Plan sponsors with many retirees or near-retirees might also want to update plan documents to allow for partial distributions or systematic withdrawals, Latham says.

Benchmarking Challenges

In total, more than 60% of 401(k) plan participants’ assets are in equities, with 28% in fixed-income securities, according to the Investment Company Institute (ICI). As the equity markets remain strong, it’s important for plan sponsors to remember that recent gains don’t counteract the need for regular performance reviews.

But evaluating the performance of a target-date fund presents some unique issues for plan sponsors, Thielmann says. That’s because the underlying holdings of the funds vary so dramatically, and their long-term objectives mean that short-term performance is not always the best indicator. For plan sponsors, the goal is to evaluate the performance of a TDF’s investment mix, rather than individual asset classes.

“It’s challenging because there aren’t great published target-date benchmarks,” Zemsky says.

A target-date fund that’s overweighted toward equities, for example, might appear to outperform its peers, Latham says. A useful benchmark, then, must include assets that align with those of the target-date fund and have similar goals.

“The benchmark is an important reference point for not only evaluating investment decisions, but for implementing those decisions as well,” Herman says. “It should align with the goal of the target-date fund strategy, and it should also represent intended asset class exposures.
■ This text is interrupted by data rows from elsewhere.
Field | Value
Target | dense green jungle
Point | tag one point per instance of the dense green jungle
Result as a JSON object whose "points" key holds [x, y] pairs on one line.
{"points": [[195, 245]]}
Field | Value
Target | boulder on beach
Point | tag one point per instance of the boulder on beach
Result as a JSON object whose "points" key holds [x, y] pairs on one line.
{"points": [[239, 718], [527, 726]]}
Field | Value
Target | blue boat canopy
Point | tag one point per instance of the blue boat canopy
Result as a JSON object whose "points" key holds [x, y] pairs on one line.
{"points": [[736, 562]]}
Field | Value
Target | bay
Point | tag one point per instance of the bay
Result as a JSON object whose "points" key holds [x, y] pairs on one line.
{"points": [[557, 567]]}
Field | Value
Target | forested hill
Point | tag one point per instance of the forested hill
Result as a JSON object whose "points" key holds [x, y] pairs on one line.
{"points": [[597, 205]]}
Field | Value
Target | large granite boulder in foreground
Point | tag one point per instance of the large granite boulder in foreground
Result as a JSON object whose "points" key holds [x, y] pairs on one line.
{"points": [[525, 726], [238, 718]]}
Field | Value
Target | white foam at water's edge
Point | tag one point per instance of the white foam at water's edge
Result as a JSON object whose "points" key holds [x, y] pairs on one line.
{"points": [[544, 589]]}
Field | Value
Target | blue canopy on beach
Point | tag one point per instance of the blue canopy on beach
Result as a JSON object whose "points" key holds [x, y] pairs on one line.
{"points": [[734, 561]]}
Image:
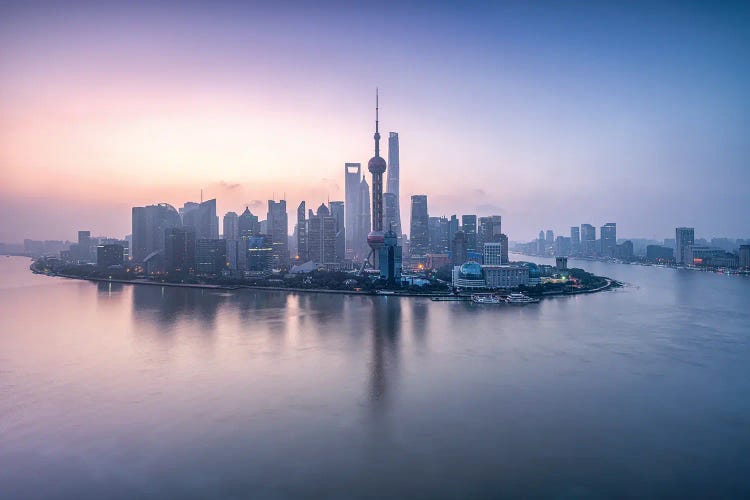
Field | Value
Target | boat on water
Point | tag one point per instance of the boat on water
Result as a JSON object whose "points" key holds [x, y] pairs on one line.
{"points": [[519, 298], [485, 298]]}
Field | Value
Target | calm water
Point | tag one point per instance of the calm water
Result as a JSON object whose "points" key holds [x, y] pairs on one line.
{"points": [[138, 391]]}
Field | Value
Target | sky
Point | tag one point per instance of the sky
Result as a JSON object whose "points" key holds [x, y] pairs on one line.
{"points": [[549, 114]]}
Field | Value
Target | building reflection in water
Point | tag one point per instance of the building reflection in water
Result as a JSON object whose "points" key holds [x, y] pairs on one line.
{"points": [[386, 330]]}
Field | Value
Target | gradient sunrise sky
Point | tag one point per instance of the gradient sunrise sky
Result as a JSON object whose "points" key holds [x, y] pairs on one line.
{"points": [[549, 114]]}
In addition, the benchmark should be transparent and understood by plan sponsors and participants.”

That task may soon get easier. A provision in the proposed Securing a Strong Retirement Act asks the Department of Labor (DOL) to allow plan sponsors to use a benchmark that blends various securities market indexes to build a gauge that can better demonstrate any specific fund’s performance.

In the meantime, it may make sense to bring in a third-party adviser to help evaluate a target-date fund.
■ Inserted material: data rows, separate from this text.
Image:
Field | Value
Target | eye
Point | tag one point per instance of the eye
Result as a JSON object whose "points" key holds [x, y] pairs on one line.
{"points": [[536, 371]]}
“It’s the duty of the plan sponsor to be a prudent expert,” Kading says. “And if it’s not a prudent expert, it should engage someone that is. We don’t just look at the glide path, we are running a proprietary scoring system on underlying positions to understand why [a fund manager is] using one fund when there might be another with better risk-adjusted returns.”

Employee Participation

Another factor that determines a TDF’s success is participation by employees, an area that the plan sponsor can influence by investing in wellness education or working with its providers to make changes to plan design, such as increasing the company match or implementing a re-enrollment sweep.

“Even a target-date fund can’t make up for a person who hasn’t saved any funds for retirement, and it’s not going to increase their chances of a successful retirement,” says Randy Welch, managing director and portfolio manager at Principal in Des Moines, Iowa. “The target-date fund will provide diversification, but it’s important to look at whether participants are saving enough to have at least a reasonable chance at a positive retirement.”
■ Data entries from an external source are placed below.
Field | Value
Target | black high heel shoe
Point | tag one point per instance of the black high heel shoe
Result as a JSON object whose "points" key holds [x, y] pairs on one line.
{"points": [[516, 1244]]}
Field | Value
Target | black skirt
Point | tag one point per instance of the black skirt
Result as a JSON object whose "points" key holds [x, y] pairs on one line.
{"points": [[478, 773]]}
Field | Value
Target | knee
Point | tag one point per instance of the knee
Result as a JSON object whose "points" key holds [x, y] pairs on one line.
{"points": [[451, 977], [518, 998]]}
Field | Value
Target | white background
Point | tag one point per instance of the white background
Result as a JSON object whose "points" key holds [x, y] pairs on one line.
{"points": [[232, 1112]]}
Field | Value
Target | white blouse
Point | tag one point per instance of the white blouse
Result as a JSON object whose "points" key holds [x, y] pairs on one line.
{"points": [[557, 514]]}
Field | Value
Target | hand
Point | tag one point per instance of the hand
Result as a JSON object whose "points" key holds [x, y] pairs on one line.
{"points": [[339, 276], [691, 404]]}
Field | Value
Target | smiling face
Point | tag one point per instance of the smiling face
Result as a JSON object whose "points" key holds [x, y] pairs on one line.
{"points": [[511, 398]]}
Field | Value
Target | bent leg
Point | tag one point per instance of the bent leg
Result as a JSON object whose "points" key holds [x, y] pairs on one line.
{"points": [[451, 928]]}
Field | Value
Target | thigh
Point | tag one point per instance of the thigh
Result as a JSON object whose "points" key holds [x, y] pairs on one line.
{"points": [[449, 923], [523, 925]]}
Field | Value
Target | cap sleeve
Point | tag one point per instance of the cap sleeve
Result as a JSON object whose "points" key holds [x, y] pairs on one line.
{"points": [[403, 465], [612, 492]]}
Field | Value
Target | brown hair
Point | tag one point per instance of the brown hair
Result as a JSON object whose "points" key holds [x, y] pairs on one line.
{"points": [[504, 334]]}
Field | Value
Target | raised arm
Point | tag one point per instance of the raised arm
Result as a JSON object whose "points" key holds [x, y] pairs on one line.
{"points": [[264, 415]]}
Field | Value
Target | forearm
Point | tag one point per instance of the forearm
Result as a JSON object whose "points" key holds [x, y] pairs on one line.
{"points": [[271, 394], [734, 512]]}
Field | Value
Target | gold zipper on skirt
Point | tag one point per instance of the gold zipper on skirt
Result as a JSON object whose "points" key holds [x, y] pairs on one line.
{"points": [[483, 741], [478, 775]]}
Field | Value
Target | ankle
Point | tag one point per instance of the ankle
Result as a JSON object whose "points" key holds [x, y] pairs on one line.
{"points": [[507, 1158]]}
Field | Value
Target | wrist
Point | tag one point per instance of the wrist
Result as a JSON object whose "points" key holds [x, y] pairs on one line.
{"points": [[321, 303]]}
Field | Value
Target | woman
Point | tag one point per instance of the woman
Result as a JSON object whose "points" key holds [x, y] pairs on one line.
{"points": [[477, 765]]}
As with other fiduciary decisions, selecting and monitoring a TDF requires the plan sponsor to document the entire process, Herman says. That documentation process can look at each factor the sponsor has considered and include the rationale for the decision it ultimately made.

“Documentation provides a strong fiduciary armor against future litigation, as plan sponsors can point to their robust due diligence process,” Thielmann says.

It also helps with level-setting expectations and serves as a reminder for the investment committee if a fund underperforms expectations in the short term.

“It can go back to the documentation and say, ‘This is why we selected this target-date fund,’” she says. “In future years, during performance monitoring, there’s a solid foundation to judge performance beyond the quarterly benchmark. You can look at your objectives and ask whether this QDIA is meeting the goals it set out to meet. Is it meeting its stated objective?”